I've PMed most of you either for addresses or to let you know what was available of what you asked for. We've still got stuff, though the selection is getting more thin.


----------



## the brit (Jun 23, 2003)

So many first time posters asking for things :laugh:

I'll freeload a wash mitt if the others fall through. Or a backpack. But not a B3 Bra; please no.


----------



## CHK ENG (Jul 27, 2013)

I'd like a q7 key chain or two please. 


Sent from my iPad using Tapatalk


----------



## Spike00513 (Jul 13, 2012)

I'd like the B6 A4 sunroof deflector (I have a B6 A4, so if you have any other fitting parts for that, I volunteer as well! Know that because the B7 is essentially a face-lifted B6, most parts fit from that as well, along with other Audis. A 12' A5 steering wheel does. So does a new Touareg cigarette holder LED lights.)

If others fall through, I'd freeload (In order of want, for stuff that fits my car/me)
-Silver key fob cover (for my facelift B7 key, which fits)
-Audi valve stem caps
-Canvas trunk box
-First aid kit

Anything else you have too. I love VW/Audi paraphernalia (I have two 1.8T AMB pistons welded together hanging on my wall...) and can probably figure out how to make something work on my car, regardless of what other VAG car its from.

Thank you!


----------



## rs4life1337 (Dec 24, 2014)

*back pack/clip*

Oh man that back pack would go so good to carry all my clients profiles when selling gross audis and so would that money clip when they ask me how much I love my brand lol!

Please the back pack or clip it would help me out a lot while making sales the end of the month and it would make for an awesome story to tell my clients!

Thank you and marry Christmas to all!


----------



## clintg60-16v (Dec 13, 2002)

I just bought a Q7 TDI - would love a keychain to go with it!


----------



## bergoner (Sep 30, 2003)

Is the DVD Nav update still available?


----------



## mkvturbogli (Mar 28, 2012)

A new backpack would be nice to carry all my textbooks. If it's still available, pretty please?


----------



## urCoupe (Dec 24, 2014)

I'll take the 2 C5 A6 window deflectors, and I'll even take the Leather PDA Case 

Thanks!


----------



## jamerican1 (Dec 8, 2005)

Is there anything left? I have a B5 and B7 I'll take the money clip is its still available. Or even the bra if its still available.


----------



## P_Roc (Dec 11, 2011)

Can I get the b5 a4 bra?


----------



## [email protected] (Apr 9, 2004)

Just a quick update, I'm sorting through this thread today. I've reached out to everyone on here via our PM system and hopefully we can get something out to everyone on here who drives an Audi. It may not be your first request as some of the stuff went quickly. FYI, the backpack isn't that nice anyway. 
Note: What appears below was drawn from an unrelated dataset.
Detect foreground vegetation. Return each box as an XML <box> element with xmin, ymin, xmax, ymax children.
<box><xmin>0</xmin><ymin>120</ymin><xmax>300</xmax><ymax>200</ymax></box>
Check your PM and send me your address (and also the car you drive if you haven't already told me that). We have a pretty big pile of stuff here so will get out what we can.

Thanks again for using the Fourtitude forums. I know you have a lot of choices in your daily online routine, and we sincerely appreciate your participation here.

BTW, this AudiSecretSanta giveaway is now officially closed. I'm not going to be shipping stuff out to any more requests below this thread, but do please watch and post in our model specific forums as we have a lot more Audi Accessories to give away over the next few weeks.


----------



## ProPatria (May 15, 2011)

If there is anything left for a B7 A4, it would be greatly appreciated.


----------



## Mibraab (Jan 11, 2015)

I would like the A3 trunk sill protector if it is still available.

Thanks!


----------



## bergoner (Sep 30, 2003)

Mibraab said:


> I would like the A3 trunk sill protector if it is still available.
> 
> Thanks!


See below...



[email protected] said:


> BTW, this AudiSecretSanta giveaway is now officially closed. I'm not going to be shipping stuff out to any more requests below this thread, but do please watch and post in our model specific forums as we have a lot more Audi Accessories to give away over the next few weeks.


----------